How to Break Out of Safari Mode
I recently had to think about a certain kind of trip, I have been on too many times. I bet you have been there too at one point. I am not speaking about conferences, talks or vacation. I am talking about a safari – the design safari.
What is the Safari Mode?
We tend to complain about clients that don’t know what they want. It’s the old joke: “I don’t know what I want – until I see it“. Imagine clients sitting in a jeep in the vast land and just have a look around of the many beautiful things in the wild. Things that you throw at them.
I have been sitting at my desk in the past, cranking out variations without any clue how to “strike” the ideas of clients. I could feel how I fell deeper and deeper into the rabbit hole of arbitrary drafts full of compromise. Then I found myself discussing typefaces, colours and grids in a vacuum. And finally decisions were made based on taste and ideas of the client – and of their relatives. It was always deeply unsatisfactory for both parties.
Understanding the reasons.
The Safari Mode is the fallback, when there is nothing else the process is focused around. When there are no goals and structures to guide a process, the client has no other option than to judge if he likes it. But what the client likes is completely irrelevant.
Your job is not to please the client, your job is to solve a business problem. What they like or not should be out of the picture. What matters, is what their target audience likes. Does the design transport the right message? Does it differentiate them from their competition? That is what counts.
It is sad but true, the reason for the Design Safari is not the client’s lack of taste or understanding. You are responsible for it. As the professional it is your job to guide the conversation around the right objectives. You have to ask the right questions and deliver the right solutions. If you are discussing 40 shades of greens, you probably did not define the right problems in the first place!
“Your job is not to please the client, your job is to solve a business problem. What they like or not should be out of the picture.”
Adjust your process to avoid it.
To avoid trapping into the Safari Mode, you have to adjust your process to make it impossible. Sounds easy enough, right?

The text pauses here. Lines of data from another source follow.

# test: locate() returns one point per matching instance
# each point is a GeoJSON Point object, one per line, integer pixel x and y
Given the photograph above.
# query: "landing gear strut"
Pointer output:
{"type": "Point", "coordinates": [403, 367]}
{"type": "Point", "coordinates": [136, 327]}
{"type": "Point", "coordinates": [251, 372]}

To make this happen, there are several steps you may have to take.
Your should focus the conversation about the problem and goals from the start. After that the individual steps that need to happen come into play. You should not share your first visual ideas with them. Rather, talk to the client in his own language. Talk about their strategic goals, problems of the past and practical issues they were facing before. Later on, you treat your design decisions as arguments to prove that your thesis – the design concept – is the right solution.
To equip yourself with the right knowledge to do this, you need a dedicated timeframe for discovery and strategy definition. Some designers have a time for discovery and research scheduled. Sadly a lot of that time is often wasted by scrolling the web for “inspiration” and ideas. Starting with a deep critical analysis will help you working from a strong strategic foundation.
(Since clients sometimes do not know what they need, always remember: a briefing is only one symptom of the problems at hand.)
When your present your work, treat it like an argumentation. Start from the problem the client and you together identified. Then lead over to the strategy and steps you want to take. Define core concepts that will link the strategic and the visual. In the presentation, tie back those beacon concepts and move from the big picture to the details.
If you work and present based on a strong thought process, the client does not even have the option to answer “I don’t like it”. What he likes, is simply not part of the question anymore. What your client may say is “this does not fix the problem” or “it does not work”. If he does, hear him out! If he has reasons to question your decisions, based on the strategy you set, this is valuable feedback for you! Breaking out of the Safari Mode does not at all mean you become an infallible magician! You and your client become equal partners.
“Breaking out of the Safari Mode does not at all mean you become an infallible magician! You and your client become equal partners.”
When to work on different routes.
Breaking out of Safari Mode does not mean you should in no case work on more than one draft or concept for a client. Of course, you will have to iterate a lot by yourself to find the right solution. Towards your client, there are two instances where creating different routes makes sense.
You may reach a point in the strategic planning, where two approaches could equally well solve the problem. If at this point the decision is a business question, it is your clients’ call. It can help to make decisions more approachable by visualising them. You should not work on two or more completely executed design concepts. Rather you could start drafting them out only to the point where everything important becomes visible to make a decision.
The second instance is related to the first. Some kind of solutions need to be visualised to be explained and understood. In that case the routes and options become a part of your strategy process. You move from the strategic to the visual a lot earlier, but you keep it on a methodic level. You don’t create full blown concepts, but develop routes in sketches, mood-boards and prototypes. These prototypes are visual thinking-tools to discuss strategic goals and steps with your client. This also makes your process a lot more transparent and helps to demystify design – which is always a good thing.
I hope this helped you to put a name on a common problem in the design process. Two questions to end this:
What do you think about the name Safari Mode?
What is your worst design safari story?